In medical school, William Bell was dissuaded from specializing in psychiatry because of the exhaustion he often felt after seeing patients. "A psychiatrist said it was because I was being empathic," he recalls. "He said that I shouldn't go into that work unless I could completely objectify the patient."
Now he spends his days building and refining his empathic abilities, gauging patients' well-being through conversation about "The Four F's: Facts, Family/Friends, Faith, and Feeling." "Asking questions as a scientist doesn't get to the feeling part of the patient," he says. "I have to be emotional because the emotional is where the spiritual exists."
“There’s plenty of data suggesting that patients are more religious than their doctors,” says Hopkins oncologist John Fetting, who specializes in treating breast cancer. “These beliefs are as crucial to many of our patients as their marriages and their work. We need to pay attention.”
The chaplain is talking en route to meeting the family of a cancer patient who suddenly required a breathing tube.
"I never thought I'd end up back in the hospital," he says. "Now I'm free to visit patients without any time constraints or the need to do something billable. Listening to them and addressing their emotional and spiritual needs is lovely and extraordinary."
After retiring from medicine eight years ago, Bell took theology courses, eventually entering Yale Divinity School. It was during a summer internship at Yale-New Haven Hospital that he discovered his calling. Ordained as an Episcopal priest in 2008, he moved to Baltimore last year with his wife to enter Hopkins' residency program. This fall he began the additional three to five years of training required to become a CPE supervisor.

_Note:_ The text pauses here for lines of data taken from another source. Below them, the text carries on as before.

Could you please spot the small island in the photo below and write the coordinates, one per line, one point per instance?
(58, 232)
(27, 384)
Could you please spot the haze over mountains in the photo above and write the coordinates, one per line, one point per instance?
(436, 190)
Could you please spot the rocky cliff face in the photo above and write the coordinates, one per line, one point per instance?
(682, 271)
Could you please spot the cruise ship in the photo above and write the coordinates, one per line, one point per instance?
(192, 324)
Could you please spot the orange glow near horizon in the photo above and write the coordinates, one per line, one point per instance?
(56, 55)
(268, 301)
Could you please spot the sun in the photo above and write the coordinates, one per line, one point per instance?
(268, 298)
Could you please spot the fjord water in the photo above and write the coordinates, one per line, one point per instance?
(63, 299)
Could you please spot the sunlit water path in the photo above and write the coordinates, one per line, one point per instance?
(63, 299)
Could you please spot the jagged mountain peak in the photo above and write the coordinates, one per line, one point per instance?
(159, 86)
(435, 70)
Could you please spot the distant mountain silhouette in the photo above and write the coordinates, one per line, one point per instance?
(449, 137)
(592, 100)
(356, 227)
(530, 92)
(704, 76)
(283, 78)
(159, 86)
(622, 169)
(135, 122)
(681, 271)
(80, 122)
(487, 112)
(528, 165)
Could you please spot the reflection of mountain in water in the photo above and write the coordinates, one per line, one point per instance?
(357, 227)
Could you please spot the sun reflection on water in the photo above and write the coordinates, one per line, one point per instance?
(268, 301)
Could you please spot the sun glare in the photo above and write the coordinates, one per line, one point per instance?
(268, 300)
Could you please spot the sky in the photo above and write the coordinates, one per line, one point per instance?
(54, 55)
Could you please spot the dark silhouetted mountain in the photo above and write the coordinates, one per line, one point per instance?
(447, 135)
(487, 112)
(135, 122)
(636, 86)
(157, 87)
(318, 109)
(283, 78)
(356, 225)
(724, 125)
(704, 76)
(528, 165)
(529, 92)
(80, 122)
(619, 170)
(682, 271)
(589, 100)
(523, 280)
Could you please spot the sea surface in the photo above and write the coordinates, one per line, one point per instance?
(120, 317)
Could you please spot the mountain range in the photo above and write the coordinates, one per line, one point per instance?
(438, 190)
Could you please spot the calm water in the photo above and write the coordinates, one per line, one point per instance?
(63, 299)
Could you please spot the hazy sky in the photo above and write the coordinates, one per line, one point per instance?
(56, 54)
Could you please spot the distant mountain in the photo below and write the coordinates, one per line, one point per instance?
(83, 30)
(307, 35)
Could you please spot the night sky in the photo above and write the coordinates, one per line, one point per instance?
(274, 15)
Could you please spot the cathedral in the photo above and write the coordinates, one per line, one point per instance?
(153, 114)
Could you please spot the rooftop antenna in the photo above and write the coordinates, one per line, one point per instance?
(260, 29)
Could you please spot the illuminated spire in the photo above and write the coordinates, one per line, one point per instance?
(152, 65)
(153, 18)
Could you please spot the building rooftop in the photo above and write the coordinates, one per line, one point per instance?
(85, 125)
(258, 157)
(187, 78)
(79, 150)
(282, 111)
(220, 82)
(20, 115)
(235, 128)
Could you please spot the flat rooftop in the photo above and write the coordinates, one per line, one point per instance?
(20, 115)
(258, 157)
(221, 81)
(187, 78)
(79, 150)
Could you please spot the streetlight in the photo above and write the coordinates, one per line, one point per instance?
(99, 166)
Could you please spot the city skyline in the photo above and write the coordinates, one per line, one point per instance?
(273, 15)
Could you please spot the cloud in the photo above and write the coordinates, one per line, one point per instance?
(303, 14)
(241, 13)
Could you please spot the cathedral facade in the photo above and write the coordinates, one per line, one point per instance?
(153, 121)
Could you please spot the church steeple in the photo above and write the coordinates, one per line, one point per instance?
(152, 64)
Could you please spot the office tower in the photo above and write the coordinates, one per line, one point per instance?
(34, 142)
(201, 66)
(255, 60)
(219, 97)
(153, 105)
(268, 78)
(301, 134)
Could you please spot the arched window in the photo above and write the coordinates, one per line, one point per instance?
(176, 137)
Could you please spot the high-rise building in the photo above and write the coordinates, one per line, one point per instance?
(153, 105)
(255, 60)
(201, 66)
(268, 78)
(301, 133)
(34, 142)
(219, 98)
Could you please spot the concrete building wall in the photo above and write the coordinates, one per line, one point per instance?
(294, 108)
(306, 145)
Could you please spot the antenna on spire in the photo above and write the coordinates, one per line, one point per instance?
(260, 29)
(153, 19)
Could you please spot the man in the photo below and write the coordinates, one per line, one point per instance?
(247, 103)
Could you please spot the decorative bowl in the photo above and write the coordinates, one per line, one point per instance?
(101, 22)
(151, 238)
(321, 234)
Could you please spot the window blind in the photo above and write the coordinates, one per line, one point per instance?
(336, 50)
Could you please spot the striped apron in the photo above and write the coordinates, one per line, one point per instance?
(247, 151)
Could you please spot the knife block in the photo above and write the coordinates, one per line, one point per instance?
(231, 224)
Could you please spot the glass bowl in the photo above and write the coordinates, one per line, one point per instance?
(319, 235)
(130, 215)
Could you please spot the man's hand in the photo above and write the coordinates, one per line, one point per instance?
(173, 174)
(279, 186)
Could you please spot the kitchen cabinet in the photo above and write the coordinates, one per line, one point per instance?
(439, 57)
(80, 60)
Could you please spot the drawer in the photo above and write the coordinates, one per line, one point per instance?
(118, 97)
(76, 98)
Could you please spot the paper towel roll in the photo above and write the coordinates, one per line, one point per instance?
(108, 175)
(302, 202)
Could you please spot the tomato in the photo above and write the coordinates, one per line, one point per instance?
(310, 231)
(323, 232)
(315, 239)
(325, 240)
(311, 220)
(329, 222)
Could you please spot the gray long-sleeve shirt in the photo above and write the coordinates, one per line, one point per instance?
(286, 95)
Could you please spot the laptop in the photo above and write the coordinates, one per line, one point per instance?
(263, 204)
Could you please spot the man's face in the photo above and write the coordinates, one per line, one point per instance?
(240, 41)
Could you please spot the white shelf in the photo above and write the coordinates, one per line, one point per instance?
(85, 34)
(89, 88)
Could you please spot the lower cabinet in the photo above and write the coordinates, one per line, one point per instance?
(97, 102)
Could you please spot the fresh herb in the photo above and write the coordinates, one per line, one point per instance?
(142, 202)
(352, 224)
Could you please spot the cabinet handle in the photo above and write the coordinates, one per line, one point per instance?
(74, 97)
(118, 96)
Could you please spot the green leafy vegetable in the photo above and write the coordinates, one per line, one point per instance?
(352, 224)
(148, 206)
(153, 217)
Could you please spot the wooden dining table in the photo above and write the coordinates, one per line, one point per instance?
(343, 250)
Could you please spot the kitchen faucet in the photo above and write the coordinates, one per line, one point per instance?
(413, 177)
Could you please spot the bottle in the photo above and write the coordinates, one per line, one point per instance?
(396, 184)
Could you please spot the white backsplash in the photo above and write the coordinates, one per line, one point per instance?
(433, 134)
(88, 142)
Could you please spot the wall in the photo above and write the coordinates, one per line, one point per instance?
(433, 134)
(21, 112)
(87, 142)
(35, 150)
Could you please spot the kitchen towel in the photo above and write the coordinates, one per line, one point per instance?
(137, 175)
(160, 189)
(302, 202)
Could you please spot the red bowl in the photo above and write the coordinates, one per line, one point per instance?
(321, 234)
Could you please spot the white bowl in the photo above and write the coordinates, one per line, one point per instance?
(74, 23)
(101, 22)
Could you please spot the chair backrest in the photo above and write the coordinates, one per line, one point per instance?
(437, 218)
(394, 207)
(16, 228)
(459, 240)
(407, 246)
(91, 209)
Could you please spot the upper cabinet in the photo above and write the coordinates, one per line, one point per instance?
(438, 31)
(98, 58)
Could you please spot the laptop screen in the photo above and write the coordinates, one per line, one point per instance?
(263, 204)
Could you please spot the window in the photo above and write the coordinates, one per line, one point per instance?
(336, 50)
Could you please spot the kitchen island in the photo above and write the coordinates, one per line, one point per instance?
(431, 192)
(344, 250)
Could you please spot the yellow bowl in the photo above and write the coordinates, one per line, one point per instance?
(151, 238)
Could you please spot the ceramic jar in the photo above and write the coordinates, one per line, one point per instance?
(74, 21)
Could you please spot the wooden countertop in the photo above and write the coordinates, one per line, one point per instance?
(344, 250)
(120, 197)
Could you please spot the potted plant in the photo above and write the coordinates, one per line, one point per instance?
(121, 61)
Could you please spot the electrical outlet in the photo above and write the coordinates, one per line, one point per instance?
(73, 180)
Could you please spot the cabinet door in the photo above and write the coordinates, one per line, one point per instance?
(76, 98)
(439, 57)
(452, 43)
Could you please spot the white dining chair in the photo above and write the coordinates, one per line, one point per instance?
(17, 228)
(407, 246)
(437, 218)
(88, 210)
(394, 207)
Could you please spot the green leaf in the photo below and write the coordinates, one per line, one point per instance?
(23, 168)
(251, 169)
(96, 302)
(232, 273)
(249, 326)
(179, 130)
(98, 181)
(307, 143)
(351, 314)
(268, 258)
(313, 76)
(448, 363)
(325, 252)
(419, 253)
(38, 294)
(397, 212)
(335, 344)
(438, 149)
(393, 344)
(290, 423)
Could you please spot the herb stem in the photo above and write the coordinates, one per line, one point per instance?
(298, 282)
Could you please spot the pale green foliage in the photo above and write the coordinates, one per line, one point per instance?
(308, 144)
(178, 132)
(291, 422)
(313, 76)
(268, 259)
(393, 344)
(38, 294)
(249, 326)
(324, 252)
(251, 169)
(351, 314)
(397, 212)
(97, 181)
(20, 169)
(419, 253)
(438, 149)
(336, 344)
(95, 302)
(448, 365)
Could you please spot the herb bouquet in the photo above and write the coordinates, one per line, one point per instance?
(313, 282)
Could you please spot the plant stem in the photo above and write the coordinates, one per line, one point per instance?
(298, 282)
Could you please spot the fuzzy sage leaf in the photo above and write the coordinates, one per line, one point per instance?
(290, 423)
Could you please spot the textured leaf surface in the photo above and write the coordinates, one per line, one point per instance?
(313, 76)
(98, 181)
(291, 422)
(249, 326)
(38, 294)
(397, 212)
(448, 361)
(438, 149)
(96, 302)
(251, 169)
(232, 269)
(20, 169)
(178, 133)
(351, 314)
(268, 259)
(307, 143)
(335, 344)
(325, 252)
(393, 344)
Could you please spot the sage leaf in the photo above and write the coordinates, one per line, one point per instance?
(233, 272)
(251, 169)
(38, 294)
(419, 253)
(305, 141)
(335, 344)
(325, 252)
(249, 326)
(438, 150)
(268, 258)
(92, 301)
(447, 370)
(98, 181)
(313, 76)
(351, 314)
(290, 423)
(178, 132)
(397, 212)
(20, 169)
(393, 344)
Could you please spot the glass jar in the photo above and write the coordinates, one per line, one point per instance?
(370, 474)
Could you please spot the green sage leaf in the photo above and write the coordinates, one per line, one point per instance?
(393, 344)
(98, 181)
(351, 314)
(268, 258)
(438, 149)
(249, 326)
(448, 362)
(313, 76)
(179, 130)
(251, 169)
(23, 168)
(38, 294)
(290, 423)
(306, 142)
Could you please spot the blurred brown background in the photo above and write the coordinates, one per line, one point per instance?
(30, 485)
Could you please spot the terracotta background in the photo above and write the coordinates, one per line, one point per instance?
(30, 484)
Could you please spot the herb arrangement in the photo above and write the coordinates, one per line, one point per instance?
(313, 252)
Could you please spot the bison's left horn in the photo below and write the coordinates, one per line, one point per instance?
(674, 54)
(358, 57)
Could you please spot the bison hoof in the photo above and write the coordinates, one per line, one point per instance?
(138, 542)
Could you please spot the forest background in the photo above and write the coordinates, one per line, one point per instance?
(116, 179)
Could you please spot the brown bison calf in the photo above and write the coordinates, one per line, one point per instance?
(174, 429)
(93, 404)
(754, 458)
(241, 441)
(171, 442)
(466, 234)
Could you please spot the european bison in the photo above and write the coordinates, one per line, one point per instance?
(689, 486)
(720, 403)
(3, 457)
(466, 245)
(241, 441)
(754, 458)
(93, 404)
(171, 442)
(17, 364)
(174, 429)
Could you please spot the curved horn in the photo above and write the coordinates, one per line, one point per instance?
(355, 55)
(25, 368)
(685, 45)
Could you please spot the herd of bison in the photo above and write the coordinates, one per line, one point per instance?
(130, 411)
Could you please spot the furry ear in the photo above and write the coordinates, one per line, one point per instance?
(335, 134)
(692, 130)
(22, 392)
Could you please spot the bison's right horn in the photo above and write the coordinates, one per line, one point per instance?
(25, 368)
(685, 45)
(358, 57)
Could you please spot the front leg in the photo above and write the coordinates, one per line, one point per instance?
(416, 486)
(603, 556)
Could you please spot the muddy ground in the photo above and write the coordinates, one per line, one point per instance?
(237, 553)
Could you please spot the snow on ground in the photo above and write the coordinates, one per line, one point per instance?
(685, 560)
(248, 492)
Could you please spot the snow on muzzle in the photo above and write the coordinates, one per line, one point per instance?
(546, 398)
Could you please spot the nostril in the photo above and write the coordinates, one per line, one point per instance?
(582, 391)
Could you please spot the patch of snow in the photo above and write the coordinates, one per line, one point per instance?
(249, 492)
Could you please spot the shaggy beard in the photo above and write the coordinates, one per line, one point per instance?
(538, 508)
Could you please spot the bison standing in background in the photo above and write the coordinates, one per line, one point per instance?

Although Bell still contends with the chronic pain that ended his medical career, it has also become a key source of his empathy. "When I see someone in pain, I have an intuitive knowledge of that experience," he says. "It's one of the wells of compassion that I'm able to draw from."
Under the care of a doctor from Hopkins' Department of Physical Medicine and Rehabilitation, Bell must sleep in a certain position and limit his work hours as well as the amount of time he spends sitting—a restriction that is particularly challenging.
"A lot of this work is sitting with people at the time when they're feeling most helpless," he points out. "You're not necessarily able to do something or fix something. It's a ministry of presence: you're just there."
If he needs a reminder of the importance of his work, Bell can recall the first surgery he underwent to relieve his own painful neck condition. "I was terrified that I was going to die," the chaplain says. "I didn't want to talk to my wife or my parents, I just wanted to talk to the priest.
"When he finally showed up, I crushed his hand and said, ‘Please pray with me.' I wanted that connection with God. I wanted to know that things were all right with my soul, and that the next step, whatever it was, was going to be OK."